Clive Black, of broker Shore Capital, senses that the boom shows that people feel able to splash out again. He says: ‘After the financial crisis, households remained cautious because since then we’ve been through a litany of challenges. Now the economy is growing at the fastest rate since World War Two.

‘There are high levels of consumer confidence and employment and a wall of money – about £160billion – in bank accounts. 

‘Some of it is going to go on big ticket and other pieces for the home. That’s going to continue, especially since we reckon that many people will be working from home one or two days a week.’
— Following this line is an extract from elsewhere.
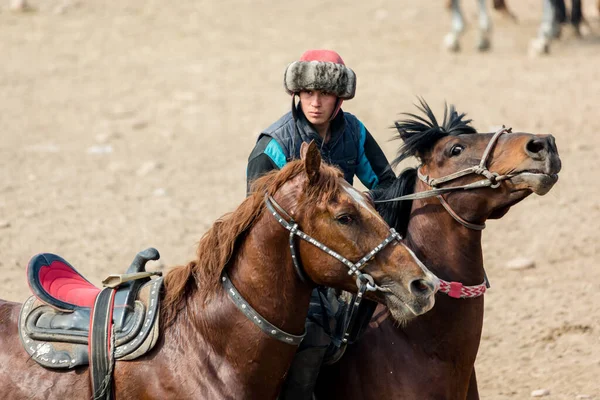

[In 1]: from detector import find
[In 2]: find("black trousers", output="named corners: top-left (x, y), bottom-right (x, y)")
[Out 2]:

Black argues that Sainsbury’s could be one beneficiary. Others are more doubtful, which is one of the reasons why the supermarket’s shares are among the most shorted. 

By contrast, most observers think Dunelm, which Black calls ‘a class act’, could advance further. 

Most observers think Dunelm, which Black calls 'a class act', could advance further

Most observers think Dunelm, which Black calls ‘a class act’, could advance further

Shares in the company, which is 45 per cent-owned by its founding family the Adderleys, are up 30 per cent this year. Sales in the seven weeks to March 28 were 59 per cent above the same period of 2019 and full-year profits are now expected to be £148m, against earlier forecasts of £128-£134million. 

Behind this success lies Dunelm’s grand design – providing for the budget-conscious as well as the affluent, for those who want a £7 duvet cover and those who want the £70 Egyptian cotton version. 

John Stevenson, of Peel Hunt, says: ‘The retailer competes with B&M and the discounters – and John Lewis. Its stores’ low occupancy costs mean that none are loss-making. Dunelm pays an average of £12 per square foot, against about £20 for Kingfisher.’ 

The tactile experience of shopping in person is essential for some, but Dunelm’s slick website provided a cushion during the closure of non-essential retail. Many shoppers turned to Wayfair, a vast online emporium. 

This is Baillie Gifford’s bet on consumers’ willingness to acquire a sofa without trying the goods. The shares are held by its US Growth Trust and in its Scottish Mortgage fund – my play on the incursion of tech into more of our lives. 

No-one can predict where this revolution will unfold next. I suspect that we now wish to confront change, whatever shapes it takes, in more comfortable homes. In the short-term, spending may slow a little, as B&M is experiencing. 

But, as we learnt this week, Inditex, the world’s largest fashion retailer and skilled at spotting the next big profitable thing in dresses and decor, has created a new Zara Home store concept. 

The paint shade preoccupation may baffle you. But every portfolio requires regular refurbishment. A spread of homewares shares is a flutter on a shift in attitudes and the Roaring Twenties recovery. People are in the mood for a party, which also provides an excuse to buy more things for the home.